There's no info about the clocks, IPC or performance (as expected, Apple's mouthpiece at Bloomberg won't reveal the good stuff
).
TSMC's N3 is going to be about 50% denser than the N5P in M2. That gives Apple a lot to work with, My expectation is that the normal M3 will have ~30 billion transistors, performance cores are going to get about 25% bigger, and we may get more E cores, but they'll stick to 4 P cores. I expect clocks to remain in the 3.5-4.0 GHz range and most improvements in CPU/GPU to come from better IPC.
I also expect M3 to be based on A17 uarch rather than A16 (M1 was based on A14, M2 on A15, A16 was basically a rebranded A15 as TSMC didn't deliver 3nm on time. I think they'll skip an M-series chip based on A16).
IPC wise not much is different, seems like all the potential gains will be from the 3nm node and extra cores.
These are not exclusive. Denser nodes allow bigger and wider cores (more transistors) in the same die space, which is how you achieve better IPC. Increasing clocks isn't the only way you can use denser nodes for better performance.
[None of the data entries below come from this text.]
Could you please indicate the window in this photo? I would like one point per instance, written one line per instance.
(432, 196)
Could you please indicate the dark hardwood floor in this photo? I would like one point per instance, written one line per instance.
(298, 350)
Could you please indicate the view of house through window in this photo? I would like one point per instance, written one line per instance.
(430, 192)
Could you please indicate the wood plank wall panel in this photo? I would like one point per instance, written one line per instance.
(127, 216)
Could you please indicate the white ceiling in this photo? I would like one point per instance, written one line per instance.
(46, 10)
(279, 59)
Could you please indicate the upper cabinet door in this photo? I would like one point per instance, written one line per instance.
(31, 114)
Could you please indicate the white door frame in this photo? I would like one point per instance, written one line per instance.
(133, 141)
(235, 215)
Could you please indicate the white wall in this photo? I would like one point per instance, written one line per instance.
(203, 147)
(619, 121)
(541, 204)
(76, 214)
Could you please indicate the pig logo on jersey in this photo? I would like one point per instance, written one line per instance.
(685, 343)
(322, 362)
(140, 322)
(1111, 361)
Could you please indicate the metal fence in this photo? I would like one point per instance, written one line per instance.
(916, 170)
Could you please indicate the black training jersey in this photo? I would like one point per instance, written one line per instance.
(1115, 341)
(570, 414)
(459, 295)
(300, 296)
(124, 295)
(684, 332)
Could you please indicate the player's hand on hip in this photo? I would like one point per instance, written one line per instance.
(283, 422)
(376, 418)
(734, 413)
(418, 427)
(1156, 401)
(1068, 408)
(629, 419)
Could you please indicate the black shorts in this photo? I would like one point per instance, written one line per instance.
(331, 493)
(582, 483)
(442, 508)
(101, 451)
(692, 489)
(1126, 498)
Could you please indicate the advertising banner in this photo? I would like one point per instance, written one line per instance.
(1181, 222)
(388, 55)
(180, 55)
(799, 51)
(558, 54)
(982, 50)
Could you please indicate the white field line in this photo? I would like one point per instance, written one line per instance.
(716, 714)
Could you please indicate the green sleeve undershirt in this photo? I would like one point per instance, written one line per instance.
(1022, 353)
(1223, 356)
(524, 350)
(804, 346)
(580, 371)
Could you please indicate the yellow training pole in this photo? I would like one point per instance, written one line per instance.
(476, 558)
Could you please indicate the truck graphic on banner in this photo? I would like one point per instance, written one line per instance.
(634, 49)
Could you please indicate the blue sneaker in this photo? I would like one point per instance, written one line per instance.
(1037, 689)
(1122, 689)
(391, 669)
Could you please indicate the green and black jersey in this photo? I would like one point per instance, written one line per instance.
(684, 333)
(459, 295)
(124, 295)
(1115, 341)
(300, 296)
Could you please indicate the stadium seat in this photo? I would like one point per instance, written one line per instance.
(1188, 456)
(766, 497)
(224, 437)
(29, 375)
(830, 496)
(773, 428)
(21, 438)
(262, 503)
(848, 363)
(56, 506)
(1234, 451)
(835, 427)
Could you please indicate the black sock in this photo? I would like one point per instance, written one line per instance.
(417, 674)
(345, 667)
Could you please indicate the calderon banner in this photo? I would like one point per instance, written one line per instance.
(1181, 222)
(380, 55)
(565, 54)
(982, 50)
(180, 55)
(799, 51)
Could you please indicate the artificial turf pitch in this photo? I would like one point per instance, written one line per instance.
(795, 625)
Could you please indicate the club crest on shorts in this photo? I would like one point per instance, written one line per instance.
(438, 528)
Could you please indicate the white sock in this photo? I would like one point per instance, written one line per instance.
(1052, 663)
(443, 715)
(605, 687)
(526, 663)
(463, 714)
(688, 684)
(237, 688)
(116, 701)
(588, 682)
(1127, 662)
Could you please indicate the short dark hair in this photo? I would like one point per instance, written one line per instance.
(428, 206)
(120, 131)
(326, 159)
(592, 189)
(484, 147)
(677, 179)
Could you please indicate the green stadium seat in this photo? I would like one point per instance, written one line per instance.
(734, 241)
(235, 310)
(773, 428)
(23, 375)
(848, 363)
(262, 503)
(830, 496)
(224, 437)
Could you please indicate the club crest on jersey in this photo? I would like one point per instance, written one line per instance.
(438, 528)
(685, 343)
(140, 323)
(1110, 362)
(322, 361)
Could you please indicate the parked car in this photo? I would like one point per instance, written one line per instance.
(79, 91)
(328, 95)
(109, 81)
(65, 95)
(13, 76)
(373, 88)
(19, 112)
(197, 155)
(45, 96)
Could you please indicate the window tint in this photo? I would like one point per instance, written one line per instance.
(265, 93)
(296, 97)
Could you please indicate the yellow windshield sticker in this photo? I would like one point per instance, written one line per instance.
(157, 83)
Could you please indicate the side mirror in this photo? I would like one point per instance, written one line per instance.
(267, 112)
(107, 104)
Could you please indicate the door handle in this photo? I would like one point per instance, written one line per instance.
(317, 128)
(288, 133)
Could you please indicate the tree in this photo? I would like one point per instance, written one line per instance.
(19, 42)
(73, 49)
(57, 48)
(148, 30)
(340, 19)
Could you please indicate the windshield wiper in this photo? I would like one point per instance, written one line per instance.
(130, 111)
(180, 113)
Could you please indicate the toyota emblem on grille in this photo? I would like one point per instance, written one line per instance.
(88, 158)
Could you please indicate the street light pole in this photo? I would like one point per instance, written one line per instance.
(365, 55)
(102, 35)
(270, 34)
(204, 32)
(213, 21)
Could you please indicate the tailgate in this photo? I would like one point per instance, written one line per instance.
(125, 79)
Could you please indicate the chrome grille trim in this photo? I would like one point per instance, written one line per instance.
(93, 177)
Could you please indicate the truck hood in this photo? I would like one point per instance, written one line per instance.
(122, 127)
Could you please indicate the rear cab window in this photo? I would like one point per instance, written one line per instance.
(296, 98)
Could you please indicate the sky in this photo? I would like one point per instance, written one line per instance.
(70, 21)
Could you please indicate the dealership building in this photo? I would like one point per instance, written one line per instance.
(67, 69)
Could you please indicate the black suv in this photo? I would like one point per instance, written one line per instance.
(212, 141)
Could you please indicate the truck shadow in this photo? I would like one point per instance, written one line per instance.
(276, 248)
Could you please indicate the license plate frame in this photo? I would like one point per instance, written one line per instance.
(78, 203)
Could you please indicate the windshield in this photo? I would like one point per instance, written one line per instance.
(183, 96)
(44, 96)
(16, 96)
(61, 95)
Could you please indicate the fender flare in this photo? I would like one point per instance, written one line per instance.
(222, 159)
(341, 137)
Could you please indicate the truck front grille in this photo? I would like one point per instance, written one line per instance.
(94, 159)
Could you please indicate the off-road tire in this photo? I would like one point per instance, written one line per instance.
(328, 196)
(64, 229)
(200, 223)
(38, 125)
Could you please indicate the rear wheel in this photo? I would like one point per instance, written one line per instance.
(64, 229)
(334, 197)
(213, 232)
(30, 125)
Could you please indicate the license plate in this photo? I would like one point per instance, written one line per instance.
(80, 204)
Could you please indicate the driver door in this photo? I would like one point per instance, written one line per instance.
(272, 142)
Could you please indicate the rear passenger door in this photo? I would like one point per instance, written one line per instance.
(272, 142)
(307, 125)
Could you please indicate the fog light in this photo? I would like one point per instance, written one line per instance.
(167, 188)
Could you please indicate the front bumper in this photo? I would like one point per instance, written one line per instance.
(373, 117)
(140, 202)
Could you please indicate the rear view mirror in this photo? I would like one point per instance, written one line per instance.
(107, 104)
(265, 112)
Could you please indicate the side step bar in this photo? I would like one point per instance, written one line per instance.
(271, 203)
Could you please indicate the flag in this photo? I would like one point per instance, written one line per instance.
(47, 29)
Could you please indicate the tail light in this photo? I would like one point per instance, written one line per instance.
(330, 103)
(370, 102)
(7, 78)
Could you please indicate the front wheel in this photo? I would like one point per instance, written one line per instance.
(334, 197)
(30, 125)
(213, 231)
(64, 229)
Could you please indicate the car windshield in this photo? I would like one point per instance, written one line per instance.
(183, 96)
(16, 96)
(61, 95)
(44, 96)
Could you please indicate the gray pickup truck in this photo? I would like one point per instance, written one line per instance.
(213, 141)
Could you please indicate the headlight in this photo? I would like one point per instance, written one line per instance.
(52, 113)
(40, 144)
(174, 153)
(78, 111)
This usually is Apple's chip design approach, they focus on uarch improvements when they go to a denser node along they have modest clock increases, modest die size shrinks and significant transistor count increases. Then on future iterations when the node matures they increase clocks more aggressively while making their uarch more efficient to compensate. This is the opposite of Intel's old tik/tok approach.